All sequences generated in this study have been submitted to GISAID. The accession names of the samples and associated metadata are outlined in Supplementary Data 1.

Genomic Data Collection and Analysis

The datasets of Indian SARS-CoV-2 genomes deposited in GISAID (until August 7, 2020) were used for the analysis. Furthermore, 10 high-quality genomes from each of the 10 clades, respectively, as annotated by Nextstrain were retrieved from GISAID and used in the analysis. The datasets and acknowledgments are listed in Supplementary Data 2. We considered only high-quality genomes for evaluation of the nucleotide substitution rates, molecular clock, and phylogenetic clustering, because these would be sensitive to the quality of genomes. The criteria used for filtering low-quality genomes are outlined in Supplementary Methods.

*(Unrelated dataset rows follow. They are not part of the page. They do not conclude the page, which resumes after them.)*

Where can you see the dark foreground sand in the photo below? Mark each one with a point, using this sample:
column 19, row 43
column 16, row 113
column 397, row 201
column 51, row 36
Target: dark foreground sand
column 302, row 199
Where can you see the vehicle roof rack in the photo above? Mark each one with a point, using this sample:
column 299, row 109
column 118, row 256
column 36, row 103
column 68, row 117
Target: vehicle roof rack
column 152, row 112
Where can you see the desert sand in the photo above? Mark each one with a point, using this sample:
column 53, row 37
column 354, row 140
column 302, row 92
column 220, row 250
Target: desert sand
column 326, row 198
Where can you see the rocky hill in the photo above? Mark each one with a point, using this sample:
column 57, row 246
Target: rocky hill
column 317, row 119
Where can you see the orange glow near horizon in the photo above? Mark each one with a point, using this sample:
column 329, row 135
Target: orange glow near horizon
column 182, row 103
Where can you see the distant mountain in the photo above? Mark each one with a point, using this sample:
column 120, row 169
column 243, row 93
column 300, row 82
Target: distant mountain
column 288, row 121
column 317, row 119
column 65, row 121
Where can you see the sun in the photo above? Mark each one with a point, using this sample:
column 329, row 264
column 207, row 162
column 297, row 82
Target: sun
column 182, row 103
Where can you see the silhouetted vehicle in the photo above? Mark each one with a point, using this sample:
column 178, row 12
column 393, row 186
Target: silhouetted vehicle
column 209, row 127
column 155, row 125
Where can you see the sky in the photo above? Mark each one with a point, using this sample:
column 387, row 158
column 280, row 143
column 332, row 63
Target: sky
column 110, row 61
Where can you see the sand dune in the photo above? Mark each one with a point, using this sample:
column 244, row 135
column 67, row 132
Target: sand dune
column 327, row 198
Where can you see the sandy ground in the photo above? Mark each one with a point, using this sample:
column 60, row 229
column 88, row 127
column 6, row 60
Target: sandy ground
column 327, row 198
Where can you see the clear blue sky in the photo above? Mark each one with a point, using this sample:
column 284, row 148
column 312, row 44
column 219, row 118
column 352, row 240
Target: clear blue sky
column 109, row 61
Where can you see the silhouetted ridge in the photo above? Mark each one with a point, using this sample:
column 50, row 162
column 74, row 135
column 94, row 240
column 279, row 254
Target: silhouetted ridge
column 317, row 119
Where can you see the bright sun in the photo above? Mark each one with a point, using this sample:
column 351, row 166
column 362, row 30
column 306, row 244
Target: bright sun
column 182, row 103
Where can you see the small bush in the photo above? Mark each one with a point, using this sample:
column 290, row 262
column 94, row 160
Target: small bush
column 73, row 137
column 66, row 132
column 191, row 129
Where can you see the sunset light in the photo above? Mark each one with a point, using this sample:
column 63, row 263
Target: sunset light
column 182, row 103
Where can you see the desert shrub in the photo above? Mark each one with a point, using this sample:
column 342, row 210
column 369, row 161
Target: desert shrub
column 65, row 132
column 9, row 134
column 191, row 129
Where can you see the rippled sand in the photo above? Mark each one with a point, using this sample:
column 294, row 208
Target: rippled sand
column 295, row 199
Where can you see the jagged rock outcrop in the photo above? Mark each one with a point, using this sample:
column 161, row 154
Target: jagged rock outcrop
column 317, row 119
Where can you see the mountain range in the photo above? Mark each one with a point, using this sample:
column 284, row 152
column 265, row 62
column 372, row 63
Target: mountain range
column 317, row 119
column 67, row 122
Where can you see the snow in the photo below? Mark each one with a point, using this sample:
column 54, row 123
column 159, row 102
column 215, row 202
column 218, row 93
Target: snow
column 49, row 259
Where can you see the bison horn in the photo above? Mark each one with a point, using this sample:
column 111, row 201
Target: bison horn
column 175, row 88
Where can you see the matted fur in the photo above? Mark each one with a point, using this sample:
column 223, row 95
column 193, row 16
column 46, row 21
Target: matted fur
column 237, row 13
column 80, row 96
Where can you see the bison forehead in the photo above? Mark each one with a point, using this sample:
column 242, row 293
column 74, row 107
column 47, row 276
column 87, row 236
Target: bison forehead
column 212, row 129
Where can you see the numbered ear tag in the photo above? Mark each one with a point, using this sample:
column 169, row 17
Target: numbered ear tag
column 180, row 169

Phylogenetic Analysis and Divergence Estimation

Phylogenetic analysis of the samples was performed as detailed previously following the standard protocol for analysis of SARS-CoV-2 genomes provided by Nextstrain [11, 12]. BEAST v1.10.4 was used for the analysis of nucleotide substitution rates and the estimation of times to the most recent common ancestor. The detailed methodology for phylogenetic tree construction and dating analysis is provided in Supplementary Methods. The resulting tree was used to infer mutations and identify clades. The values used for each parameter in the protocol are given in Supplementary Data 4.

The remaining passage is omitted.